Monday, October 26, 2015

Collaboration?

Failed GOP presidential nominee Mitt Romney lamented that the demise of traditional media is empowering Republican “insurgents” and preventing establishment Republicans from compromising more with Democrats.

As the Republican establishment is trying convince Rep. Paul Ryan (R-WI) . . . to run for House Speaker, Romney told David Axelrod on a recent “The Axe Files” podcast that the “extremes within our respective parties are having a louder and louder voice and demanding more attention” and “immediate action” as opposed to more “collaborative action.”[1]

The best thing to happen to the modern world has been the arrival of alternate media. It's driven the sellout MSM to the wall financially and given a voice for populism while it has exposed the lies of the establishment press. Romney and Ryan, however, see this as a negative.

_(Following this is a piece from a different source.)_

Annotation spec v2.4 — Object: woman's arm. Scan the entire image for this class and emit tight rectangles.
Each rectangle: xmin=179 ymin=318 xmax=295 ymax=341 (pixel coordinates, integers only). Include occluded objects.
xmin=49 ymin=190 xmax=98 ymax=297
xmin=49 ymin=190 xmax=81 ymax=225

They are also oblivious to the reason for any polarization, namely, the failure of RINOs to actually DO anything with the power they were handed and their complete silence on any major problem facing the country, such as, oh, our undeclared war on Syria and our failure to seal our border. The country is at a crisis point politically and economically. We are at the tipping point where the presently-inevitable shift in the demographic balance will change America forever. The federal deficit has soared to insane levels and our ruinous military adventurism and dabbling in the Middle East political and religious swamp continues with the aid of money borrowed from communist China.

The silence on all of this is deafening and millions of voters have noticed.

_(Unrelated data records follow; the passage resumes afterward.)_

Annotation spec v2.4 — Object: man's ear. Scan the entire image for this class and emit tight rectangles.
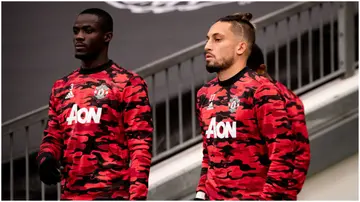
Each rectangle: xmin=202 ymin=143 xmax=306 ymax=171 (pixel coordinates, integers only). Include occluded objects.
xmin=236 ymin=41 xmax=248 ymax=55
xmin=104 ymin=32 xmax=113 ymax=43
xmin=256 ymin=64 xmax=266 ymax=75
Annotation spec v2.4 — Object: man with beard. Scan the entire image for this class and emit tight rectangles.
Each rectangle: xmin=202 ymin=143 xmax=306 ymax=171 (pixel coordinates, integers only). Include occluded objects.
xmin=195 ymin=13 xmax=297 ymax=200
xmin=37 ymin=8 xmax=153 ymax=200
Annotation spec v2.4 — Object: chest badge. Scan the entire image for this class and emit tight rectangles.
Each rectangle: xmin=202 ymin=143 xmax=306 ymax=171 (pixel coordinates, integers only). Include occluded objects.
xmin=229 ymin=97 xmax=240 ymax=113
xmin=94 ymin=84 xmax=109 ymax=99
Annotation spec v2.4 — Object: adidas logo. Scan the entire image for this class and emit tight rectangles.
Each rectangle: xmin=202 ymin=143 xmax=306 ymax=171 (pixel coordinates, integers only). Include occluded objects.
xmin=65 ymin=84 xmax=74 ymax=100
xmin=65 ymin=91 xmax=74 ymax=99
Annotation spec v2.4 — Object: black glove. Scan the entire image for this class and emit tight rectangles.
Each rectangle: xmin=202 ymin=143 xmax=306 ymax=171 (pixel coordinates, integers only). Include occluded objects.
xmin=38 ymin=153 xmax=61 ymax=185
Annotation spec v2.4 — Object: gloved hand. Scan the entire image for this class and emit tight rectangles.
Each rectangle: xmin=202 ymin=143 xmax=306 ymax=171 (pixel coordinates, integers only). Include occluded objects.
xmin=38 ymin=153 xmax=61 ymax=185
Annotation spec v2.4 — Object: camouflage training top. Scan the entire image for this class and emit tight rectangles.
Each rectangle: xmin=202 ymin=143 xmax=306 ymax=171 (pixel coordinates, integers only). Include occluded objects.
xmin=197 ymin=67 xmax=297 ymax=200
xmin=38 ymin=61 xmax=153 ymax=200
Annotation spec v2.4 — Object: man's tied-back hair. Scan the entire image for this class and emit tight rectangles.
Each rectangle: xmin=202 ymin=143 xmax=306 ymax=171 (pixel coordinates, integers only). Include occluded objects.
xmin=217 ymin=13 xmax=255 ymax=54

These two zeroes, Romney and Ryan, furthermore see success in the political world as being premised on collaboration with the Dems. In other words, they think the way to succeed is collaborate with the American ultra left. It's as though "success" -- according to vague (and most assuredly establishment) norms -- is the only goal worth striving for, not victory. But victory implies that there was a battle over irreconcilable goals and values. Clearly, there is nothing involving RINOs and Dems that is irreconcilable.

To drive that point home there's this from the same article:

. . . Romney said there are others who think that the “best approach is to see if we can’t find common ground with the people across the aisle.” [2]
And these are leaders in the Republican firmament.

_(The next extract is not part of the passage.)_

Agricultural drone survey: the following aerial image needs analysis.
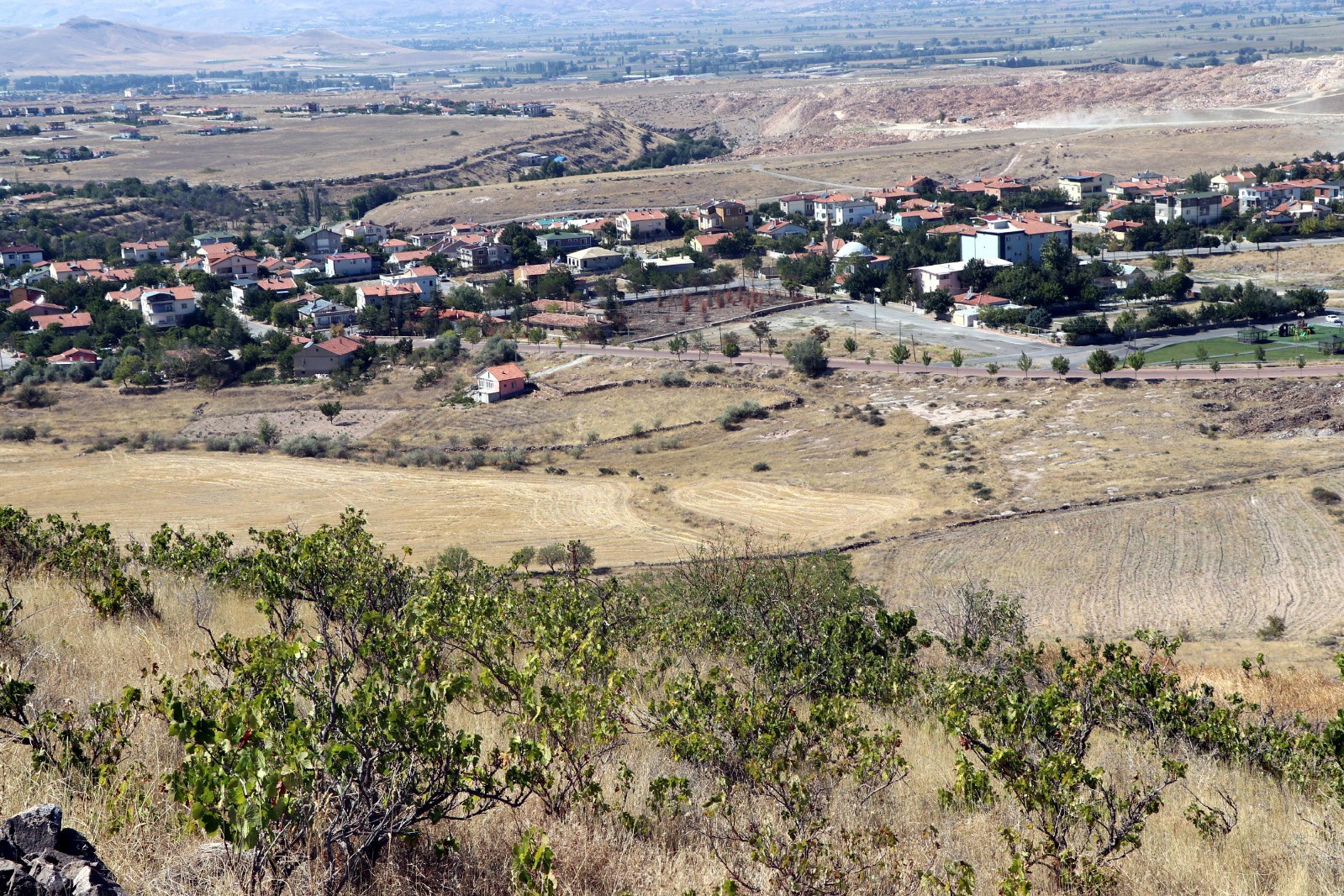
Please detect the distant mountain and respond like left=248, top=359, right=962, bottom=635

If it isn't the stupidity of Republican, of which there is ample evidence, it's the weakness and the flabbiness. I despise this never-ending GOPe passivity, gutlessness, and surrender in the face of lies and betrayal.

Notes
[1] "Mitt Romney: Demise of Legacy Media Empowering Conservative ‘Insurgents,’ Preventing More ‘Collaborative Action.’" By Tony Lee, Breitbart.com, 10/20/15 (formatting and some kind of ranking percentage for Ryan omitted).
[2] Id. (Emphasis added.)

2 comments:

Unknown said...

This is not stupidity on the part of Romney and Ryan. They are on the same side with the dimocrats: one world global government. Along with the Bushes, the Obamas and Clintons, they have seen the light and are moving toward it: worldwide feudalism with a new aristocracy at the top.

Col. B. Bunny said...

How can I disagree? "Blume in Love" was an interesting movie about a man who cheats on his wife and she just abruptly moves out. The good part of the movie is seeing him come to the realization that he messed up. (The way in which he gets her back is absurd and ruins an otherwise good movie.) Not a few humans have thought that the grass is greener and found out otherwise to their later chagrin.

With these one-worlders the supposedly green grass is not all that clearly green and luscious. Just what is this new and improved way to govern humans and the planet? The Constitution that's being abandoned seems manifestly superior to that, but these jokers scheme every waking moment to trash it. Throw it in the wheely bin as the British might say.

At least for Mr. Blum the woman with whom he strayed was attractive. I could understand the attraction but here?